13. Ceza Dairesi Esas No: 2016/6287 Karar No: 2016/8984 Karar Tarihi: 16.05.2016
Yargıtay 13. Ceza Dairesi 2016/6287 Esas 2016/8984 Karar Sayılı İlamı
13. Ceza Dairesi 2016/6287 E. , 2016/8984 K.
"İçtihat Metni"
Hırsızlık suçundan sanıklar ... ve ... hakkında yapılan duruşma sonunda; hırsızlık suçundan mahkumiyetine ilişkin ... Asliye Mahkemesince verilen 25.02.2014 tarih 2014/19esas 2014/160 sayılı hükmün sanıklar müdafiileri ile katılan vekilinin temyizi üzerine Dairemizin 18/04/2016 tarih ve 2015/13401-2016/6801 sayılı ilamı ile oy çokluğu ile red ve düzeltilerek onanması yolundaki kararına karşı, Yargıtay Cumhuriyet Başsavcılığı’nın 04.05.2016 tarih ve 2014/138642 sayılı yazısı ile kararın red kısmının hükümden çıkartılması ve düzeltilerek onanmasına karar verilmek üzere itirazı ile dosya 04.05.2016 gününde Daireye gönderilmekle okunarak gereği görüşülüp düşünüldü:
TÜRK MİLLETİ ADINA
Dairemizin anılan kararında usul ve yasaya aykırı bir yön bulunmaması nedeniyle Yargıtay Cumhuriyet Başsavcılığının 04.05.2016 tarih ve 2014/138642 sayılı itiraz istemi yerinde görülmemiş olduğundan itirazın REDDİ ile 5271 sayılı CMK’nın 308/2. fıkrası uyarınca Dairemizin 18/04/2016 tarih ve 2015/13401-2016/6801 sayılı bozma kararı ile ilgili itirazı incelemek üzere dosyanın Yargıtay Ceza Genel Kuruluna GÖNDERİLMESİNE, 16.05.2016 gününde oyçokluğuyla karar verildi.
MUHALEFET ŞERHİ
Adil yargılanma hakkının en önemli başlıklarından birini oluşturan savunma hakkı, temel bir insanlık hakkı olarak İHAS 6. ve 2709 sayılı Anayasa’mızın 36. maddeleriyle 5271 sayılı CMK’nın çeşitli hükümlerinde güvence altına alınmıştır.
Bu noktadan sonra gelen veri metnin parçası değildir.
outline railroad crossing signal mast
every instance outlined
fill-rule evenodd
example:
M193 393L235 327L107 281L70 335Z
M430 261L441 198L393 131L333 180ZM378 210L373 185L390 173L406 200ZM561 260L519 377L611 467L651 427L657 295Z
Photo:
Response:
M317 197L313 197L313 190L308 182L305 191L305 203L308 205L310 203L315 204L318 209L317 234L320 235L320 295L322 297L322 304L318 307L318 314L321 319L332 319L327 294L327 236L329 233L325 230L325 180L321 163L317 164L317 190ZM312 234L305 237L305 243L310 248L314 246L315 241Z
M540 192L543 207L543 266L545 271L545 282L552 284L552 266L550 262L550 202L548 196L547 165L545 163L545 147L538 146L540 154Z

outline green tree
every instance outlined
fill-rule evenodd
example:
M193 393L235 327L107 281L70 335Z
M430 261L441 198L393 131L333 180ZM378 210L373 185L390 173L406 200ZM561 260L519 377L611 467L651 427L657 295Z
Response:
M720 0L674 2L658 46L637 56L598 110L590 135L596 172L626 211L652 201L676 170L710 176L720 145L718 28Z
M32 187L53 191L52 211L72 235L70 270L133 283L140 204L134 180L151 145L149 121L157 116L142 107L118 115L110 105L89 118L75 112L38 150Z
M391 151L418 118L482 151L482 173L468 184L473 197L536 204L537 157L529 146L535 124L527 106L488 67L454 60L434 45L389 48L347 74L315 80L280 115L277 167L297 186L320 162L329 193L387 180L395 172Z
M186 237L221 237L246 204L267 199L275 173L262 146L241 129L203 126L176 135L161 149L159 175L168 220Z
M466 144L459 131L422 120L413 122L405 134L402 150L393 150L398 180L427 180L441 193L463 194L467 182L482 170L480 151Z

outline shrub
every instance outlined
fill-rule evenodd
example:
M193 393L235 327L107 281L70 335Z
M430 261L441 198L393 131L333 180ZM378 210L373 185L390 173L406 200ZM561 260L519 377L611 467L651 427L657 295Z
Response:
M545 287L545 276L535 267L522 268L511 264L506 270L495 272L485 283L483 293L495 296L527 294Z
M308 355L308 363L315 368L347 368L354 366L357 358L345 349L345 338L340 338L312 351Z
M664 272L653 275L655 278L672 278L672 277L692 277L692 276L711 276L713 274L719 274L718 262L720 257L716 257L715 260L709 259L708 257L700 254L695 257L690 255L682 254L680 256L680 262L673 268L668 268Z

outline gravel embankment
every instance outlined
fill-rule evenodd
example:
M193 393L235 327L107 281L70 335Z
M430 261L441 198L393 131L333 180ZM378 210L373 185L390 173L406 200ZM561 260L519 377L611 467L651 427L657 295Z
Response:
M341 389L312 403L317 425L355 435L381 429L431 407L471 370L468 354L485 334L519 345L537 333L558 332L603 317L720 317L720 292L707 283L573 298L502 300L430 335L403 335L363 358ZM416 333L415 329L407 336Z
Kanunyoluna başvurma hakkı da, savunma hakkının en önemli bölümlerinden birini oluşturmaktadır. Ayrıca; 7 No."lu Ek Protokolün “Cezai konularda iki dereceli yargılanma hakkı” başlıklı 2. maddesi uyarınca; kural olarak herkes aleyhine verilen mahkûmiyet hükmünü temyiz etme hakkına sahiptir. 5271 sayılı CMK"nın 267. maddesi uyarınca, hâkim kararları ile kanunun gösterdiği hâllerde mahkeme kararlarına karşı itiraz kanunyoluna gidilebilir. 5320 sayılı CMK"nın Yürürlük ve Uygulama Şekli Hakkında Kanun"a eklenen geçici (ya da 1412 sayılı CMUK"un 305/son ) maddesinde belirtilen istisnalar dışında, bütün nihai kararlar yâni hükümler temyiz kanunyolu denetimine tâbidir. İstisna kapsamında kalan hükümler ise; kesindir. Önceki hükmü temyiz etmeyen sanığın 1412 sayılı CMUK"un 325. maddesi uyarınca sirayet sonrası ele alınan dava dosyasında aleyhine olarak verilen hükmü temyiz edemeyeceğine dair çoğunluk görüşü, İHAS"ın 6., 7 No."lu Ek Protokol"ün 2. ve 5320 sayılı CMK"nın Yürürlük ve Uygulama Şekli Hakkında Kanun"a eklenen geçici (ya da 1412 sayılı CMUK"un 305/son) maddelerinin âmir hükümleri ile "istisnaların genişletici yoruma tâbi tutulamaması" ilkesi uyarınca kabule şayân değildir. Bu sebeple, sanık ... hakkında 3 yıl hapis cezasına ilişkin hükmün temyizi kâbil olduğu düşüncesiyle, kararın 1. no."lu bölümüne ilişkin çoğunluk görüşüne katılmıyoruz.